In che modo una banca può fare finanza sostenibile?

4.02.2021 • Redazione ML

Sostenibilità, sviluppo e finanza sostenibile, alcuni termini che sentiamo citare dai media con sempre maggior frequenza. Ma conosciamo il loro significato?

La definizione di sviluppo sostenibile universalmente condivisa, risale al Rapporto Brundland del 1987: “Lo sviluppo sostenibile è quello sviluppo che consente alla generazione presente di soddisfare i propri bisogni senza compromettere la possibilità delle generazioni future di soddisfare i propri”.

Solitamente, quando parliamo di sostenibilità tendiamo ad associarla unicamente alla questione ambientale: il riscaldamento globale, lo scioglimento dei ghiacciai, l’inquinamento atmosferico e delle acque. In realtà, la sostenibilità si identifica in un modello economico consapevole che prende in considerazione sì l’ambiente, ma anche la dimensione economica e quella sociale.

L’Agenda 2030 dell’ONU per lo sviluppo sostenibile ha identificato 17 obiettivi (Sustainable Development Goals) che corrispondono alle tre dimensioni sopracitate: ambientale, economica e sociale.
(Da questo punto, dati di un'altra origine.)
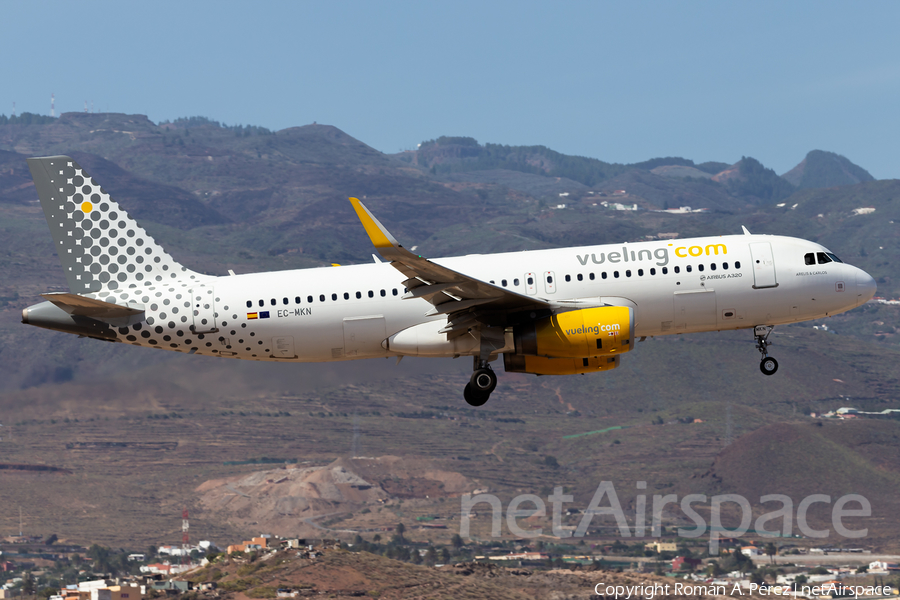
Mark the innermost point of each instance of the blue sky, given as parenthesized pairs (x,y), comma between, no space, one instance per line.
(618,81)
Per il raggiungimento di questi obiettivi, un modello su tutti può esserci d’aiuto: la circular economy, un modello di produzione e consumo fondato sull’estensione del ciclo di vita dei prodotti, possibile grazie al riciclo di materiali e risorse.

Il ruolo delle banche nella finanza sostenibile

È chiaro dunque che la sostenibilità investa diversi ambiti, tra cui sta riscuotendo sempre maggior interesse quello della finanza.

L’ABI (Associazione Bancaria italiana) ha pubblicato un vademecum riguardante la finanza sostenibile. “Fare finanza sostenibile significa realizzare, accanto a un rendimento economico-finanziario, anche un vantaggio socialmente condiviso, grazie alla riduzione dei rischi ambientali e delle disuguaglianze.” Ciò significa fare investimenti tenendo conto non solo del ritorno economico, ma anche del valore che si può generare in termini ambientali e sociali.

Sono le banche ad essere in primis chiamate ad essere ambasciatrici della finanza sostenibile sono le banche, ma ciò può accadere solo in base ad alcuni requisiti quali:

  • ogni loro pratica aziendale deve porre attenzione ai consumi energetici, alla produzione dei rifiuti e al rapporto con i dipendenti.
  • la gestione del credito e dei risparmi dei clienti che deve essere orientata a privilegiare comportamenti e consumi sostenibili.
  • gli investimenti devono rispettare gli standard internazionali definiti dall’OCSE e dall’ONU.

Selezionare investimenti in linea con i principi definiti dalla finanza sostenibile implica dunque privilegiare gli emittenti più responsabili all’interno di un universo, una categoria, un settore o una classe di attivo, oppure concentrarsi su uno o più aspetti (ad esempio, i cambiamenti climatici, l’efficienza energetica, la salute); valorizzare il dialogo con l’impresa su questioni legate alla sostenibilità per influenzare positivamente i suoi comportamenti.

La modalità di gestione del credito e il microcredito sono alcuni strumenti di finanza sostenibile: la messa in atto di misure che favoriscono l’accesso al credito e il supporto di famiglie e imprese in difficoltà, permette di generare valore condiviso in un’ottica di lungo periodo.

Inoltre, il mondo bancario è impegnato nell’integrazione nella propria offerta di prodotti e servizi sostenibili, ad esempio prodotti di leasing dedicati al mondo della mobilità elettrica o di investimento come i fondi comuni ESG e le obbligazioni verdi.

 

 

Gli altri attori della finanza sostenibile

Oltre alle banche, la finanza sostenibile coinvolge anche altri soggetti: le imprese, gli operatori finanziari, intermediari che prestano consulenza in materia di investimenti ai clienti, le Autorità di settore europee e nazionali, ma anche i consumatori/risparmiatori. Tutti quindi possono fare la differenza in termini di comportamenti sostenibili, i consumatori in particolare, in quanto attraverso le loro scelte e i loro comportamenti influiscono considerevolmente nell’offerta di prodotti e servizi. Per essere consumatori consapevoli e in grado di indirizzare l’offerta delle imprese in prodotti e servizi sostenibili, bisogna prima di tutto essere informati. Le imprese quotate, o con un numero maggiore di 550 dipendenti, danno la possibilità al consumatore di essere al corrente delle proprie attività di business attraverso la Dichiarazione non Finanziaria (DNF), un documento che riporta tutte le attività, i prodotti e i servizi legati alla sostenibilità. Il documento è pubblico e di facile fruizione, in quanto disponibile direttamente nel sito istituzionale dell’azienda.